O Estado de São Paulo – Caderno 2
18 de abril de 2016
por Vanessa Barbara
Como todos sabem, tive uma educação clássica, quase vitoriana. Cresci em um ambiente sóbrio que valorizava manifestações culturais de alto nível como hinos de times de futebol e músicas do Biquíni Cavadão, além de me cercar de amigos doutos que conseguiam soprar bolhinhas de saliva e encostar a língua no nariz. Ao longo da vida, dediquei-me a adquirir habilidades sólidas, como manusear um mimeógrafo, tirar água do ouvido e assar uma batata na terra.
Me arrisco a dizer que essa educação autodidata e comprometida com os grandes temas do engrandecimento humano se estende até hoje; quando não sei alguma coisa, vou ao Google. Em questões práticas, consulto o YouTube.
É possível aprender todo tipo de ofício navegando no site e assistindo a vídeos de diversas naturezas, desde os francamente amadores às superproduções hollywoodianas. Outro dia, descobri o tutorial de um pomposo veterinário português ensinando uma técnica para dar comprimidos a cães, no caso um garboso pastor alemão. Já um completo anônimo me mostrou, em um vídeo de produção duvidosa, como dar remédio em gotas a animais em recuperação. Também aprendi a apalpar tartarugas aquáticas para ver se estão com ovos, fazer uma cópia de chave usando um cartão de plástico, consertar o trackpad de um notebook, pronunciar Eyjafjallajökull, utilizar um coletor menstrual, dobrar lençóis de elástico, tirar pelos de um tapete, manipular faixas de áudio no Final Cut Express e consertar um zíper que saiu do trilho. (Só não tentei ainda cuspir fogo usando maisena. Aguardem as próximas crônicas.)
Uma das coisas mais dignas que se pode fazer com a ajuda do YouTube é aprender coreografias, como o shim sham, a Macarena, o clipe de Thriller (Michael Jackson) e uma cena de dança do filme Bande à Part, de Jean-Luc Goddard. É por meio de infinitas repetições que decoramos os passos básicos de Tá tranquilo, tá favorável (MC Bin Laden), Shake a Tail Feather (The Blues Brothers), Do You Love Me? (Contours) e a dança sincronizada que a banda OK Go faz nas esteiras ergométricas em Here It Goes Again.
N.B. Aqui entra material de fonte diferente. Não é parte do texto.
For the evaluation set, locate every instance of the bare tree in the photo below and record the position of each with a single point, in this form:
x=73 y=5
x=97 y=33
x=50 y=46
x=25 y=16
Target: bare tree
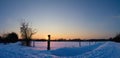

A real utilidade? Brilhar muito nas festas de família e puxar assunto na fila do Bilhete Único.
Minha mãe também é uma adepta ferrenha da educação pelo YouTube: aprendeu a melhor forma de passar massa corrida na parede, lustrar um fogão, limpar uma impressora, consertar uma bacia de privada, fazer primeiros-socorros em ferimentos, selar um cavalo e limpar um teclado de computador.
Aos 6 anos de idade, meu sobrinho já dá mostras de seguir o exemplo familiar: ele aprendeu a abrir uns trinta tipos de Kinder Ovo apenas assistindo a infindáveis e soníferos vídeos de pessoas se dedicando à tarefa.
De quebra, aprendemos a fazê-lo cair no sono quando tudo mais falhou.